The rising style of games like Cibele that evoke the model of outdated web chat rooms to discover interpersonal relationships and teenage feels is an effective one. Dear Sophie picks up the custom, describing itself as “the mid-2000s version of leafing through a stack of dusty love letters between you and your high school sweetheart.” What makes it attention-grabbing, although, is that it largely highlights how a lot youngsters can suck.
If you need to keep away from spoilers, you possibly can go forward and obtain the game on itch.io; it takes round 30 minutes to play by and is accessible for pay what you need with no minimal.

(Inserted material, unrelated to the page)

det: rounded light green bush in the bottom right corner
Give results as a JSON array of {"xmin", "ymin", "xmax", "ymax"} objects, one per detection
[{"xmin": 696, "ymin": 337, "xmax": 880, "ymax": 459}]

Otherwise, the game sees you logging in to the titular Sophie’s outdated Minty Messenger account, and recovering conversations between her and one other character who is barely known as Pills. The chat logs are replayed as if in actual time, as Sophie watches their late-night talks over once more.
The approach that the typing notifications typically seem on the identical time after which drop off as one particular person waits for the opposite is a pleasant element, nevertheless it’s largely all concerning the writing. Early on, there are hints that Sophie and Pills’ (fully on-line) relationship isn’t ideally suited. Though each are in highschool, Pills is noticeably youthful. Sophie is pedantic about their grammar, correcting them at each flip. Later, she turns into pushy, about desirous to see an image of Pills, about wanting to speak on the telephone, about wanting to satisfy up.
When Pills is regularly reluctant, citing legitimate privateness issues, Sophie decides that they want a break from each other. Then, in response to the chat logs, she simply leaves Minty Messenger fully. When she returns all these years later, there are a number of messages from Pills, who doesn’t appear to have gotten over her simply. It’s a large number – however not essentially as a result of Sophie was malicious, simply because she was a child.
How she herself feels about all this after revisiting the conversations is left open to your interpretation, however to me it invoked a nice sort of anti-nostalgia – a reminder that every little thing we glance again on with rose-coloured glasses in all probability isn’t that fairly in spite of everything, and that’s okay.